Before
setting out to develop the plan you need to have a thorough
understanding of the market in which you are competing and your
position in that market.
You
cannot know too much about your customers and prospects.
Facts and
figures elevate your marketing plans from dreaming to meaningful action
plans.
Ideally,
you should know:
The value and volume
of the market in which you compete.
The growth sectors of
the market.
A breakdown of the
market by locally manufactured products imports and exports.
An understanding of
market shares by market segment including your own.
A trade profile of the
market.
A profile of end users
or consumers.
With this
knowledge you can assess your current market position, define where you
want to be and understand the problems and opportunities.
Much of
this information can be gathered from such external sources as:
Government bureaus or
instrumentalities
Trade publications
Trade associations
Public libraries
Annual reports
Market research firms
The Yellow Pages
The internet
The
Internet is the best place to start to establish what information
exists.
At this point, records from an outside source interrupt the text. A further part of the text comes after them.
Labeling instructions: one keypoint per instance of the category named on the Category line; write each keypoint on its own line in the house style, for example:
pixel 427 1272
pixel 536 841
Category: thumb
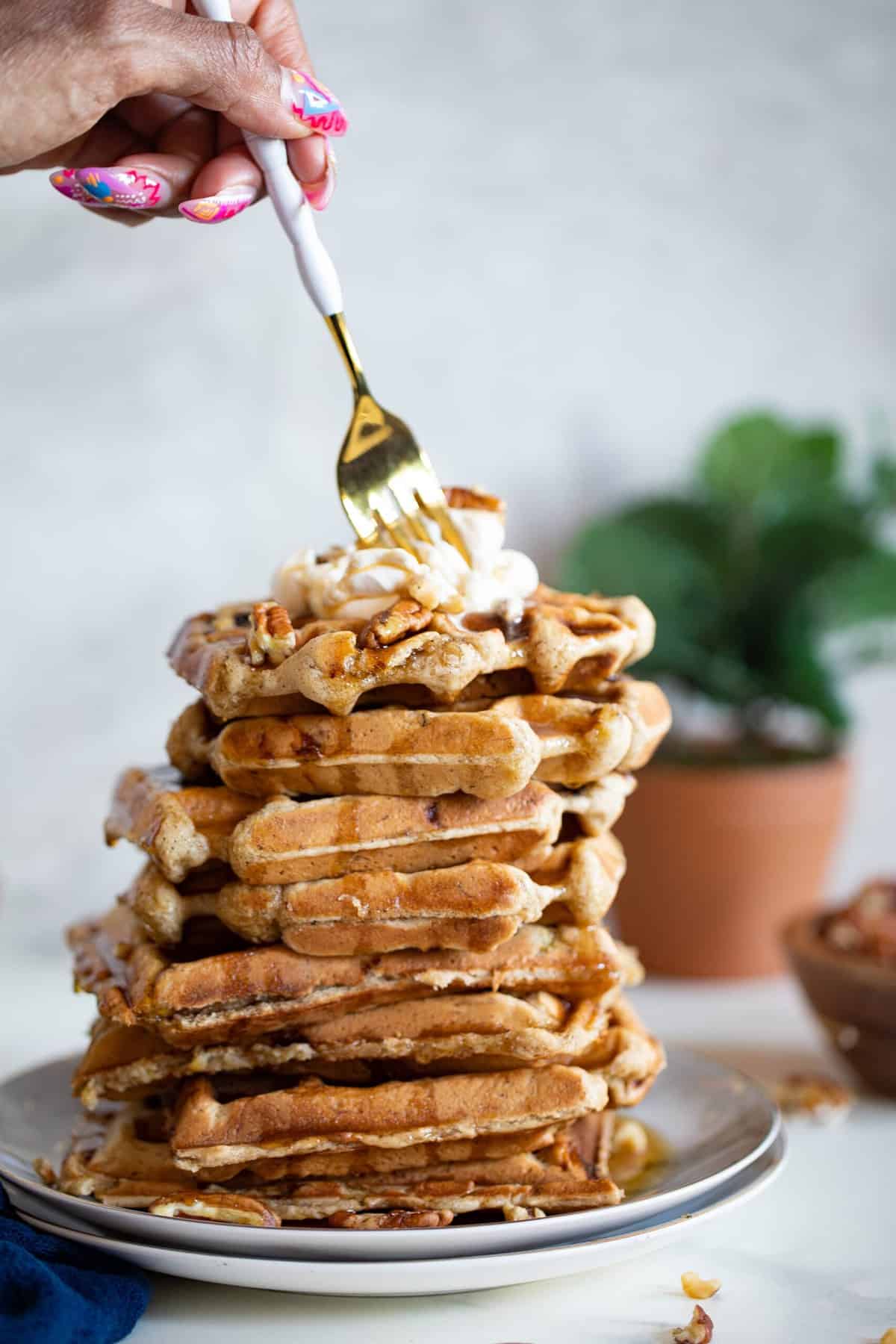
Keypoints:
pixel 225 67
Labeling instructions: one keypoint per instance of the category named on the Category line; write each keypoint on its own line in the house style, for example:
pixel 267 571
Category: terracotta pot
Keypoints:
pixel 721 858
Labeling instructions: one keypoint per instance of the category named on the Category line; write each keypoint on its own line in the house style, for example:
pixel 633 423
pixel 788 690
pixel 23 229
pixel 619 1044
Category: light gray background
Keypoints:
pixel 571 237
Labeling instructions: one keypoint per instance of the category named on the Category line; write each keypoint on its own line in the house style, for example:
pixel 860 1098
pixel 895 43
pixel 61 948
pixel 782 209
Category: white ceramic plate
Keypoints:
pixel 715 1120
pixel 417 1277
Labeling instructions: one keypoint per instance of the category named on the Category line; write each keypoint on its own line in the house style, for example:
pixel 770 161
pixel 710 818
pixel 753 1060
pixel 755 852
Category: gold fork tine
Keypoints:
pixel 402 485
pixel 385 479
pixel 435 505
pixel 391 520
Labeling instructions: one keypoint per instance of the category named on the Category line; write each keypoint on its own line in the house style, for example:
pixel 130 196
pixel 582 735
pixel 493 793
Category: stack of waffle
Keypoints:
pixel 361 974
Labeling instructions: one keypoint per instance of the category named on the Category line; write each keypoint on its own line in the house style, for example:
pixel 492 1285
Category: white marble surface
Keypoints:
pixel 812 1261
pixel 571 237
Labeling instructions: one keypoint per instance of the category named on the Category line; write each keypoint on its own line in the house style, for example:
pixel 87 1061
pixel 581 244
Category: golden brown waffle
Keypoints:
pixel 442 1033
pixel 558 635
pixel 186 827
pixel 253 992
pixel 125 1160
pixel 131 1142
pixel 417 753
pixel 626 1055
pixel 319 1117
pixel 474 906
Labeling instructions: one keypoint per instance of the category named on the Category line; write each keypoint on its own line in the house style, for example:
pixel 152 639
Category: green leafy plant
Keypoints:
pixel 768 577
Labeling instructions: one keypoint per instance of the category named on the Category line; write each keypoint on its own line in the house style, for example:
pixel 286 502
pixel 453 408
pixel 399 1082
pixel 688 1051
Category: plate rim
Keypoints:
pixel 561 1225
pixel 768 1169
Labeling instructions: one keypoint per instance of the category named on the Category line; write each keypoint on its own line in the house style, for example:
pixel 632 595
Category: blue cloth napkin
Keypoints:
pixel 57 1292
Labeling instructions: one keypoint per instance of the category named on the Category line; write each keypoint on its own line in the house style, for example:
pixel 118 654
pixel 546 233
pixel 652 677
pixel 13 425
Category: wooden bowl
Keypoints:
pixel 855 999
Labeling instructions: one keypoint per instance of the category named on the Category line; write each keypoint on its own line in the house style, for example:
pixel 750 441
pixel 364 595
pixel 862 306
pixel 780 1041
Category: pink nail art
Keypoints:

Some of it may be available at no cost or for a moderate
outlay. More detailed data may cost more but it could be invaluable in
helping you to analyse market opportunities that would otherwise not be
possible.
Your
internal sales data can be a goldmine of information.
Your own
internal sales records can be goldmine of information and is usually
the best place to start. If hard market data is not readily available,
projections or estimates based on your own internal statistics is a
good launching point. At the
very least you need to know which product categories are growing,
declining or staying about the same
Estimates
are better than no data at all providing they are updated as fragments
of hard data become available to piece the picture together. At times,
it is possible to gather a reasonably accurate estimate of the big
picture from bits and pieces of information collected from a variety of
collaborative or anecdotal sources. When
using data in a plan to support a conclusion or a course of action it
is good practice to always quote the data source.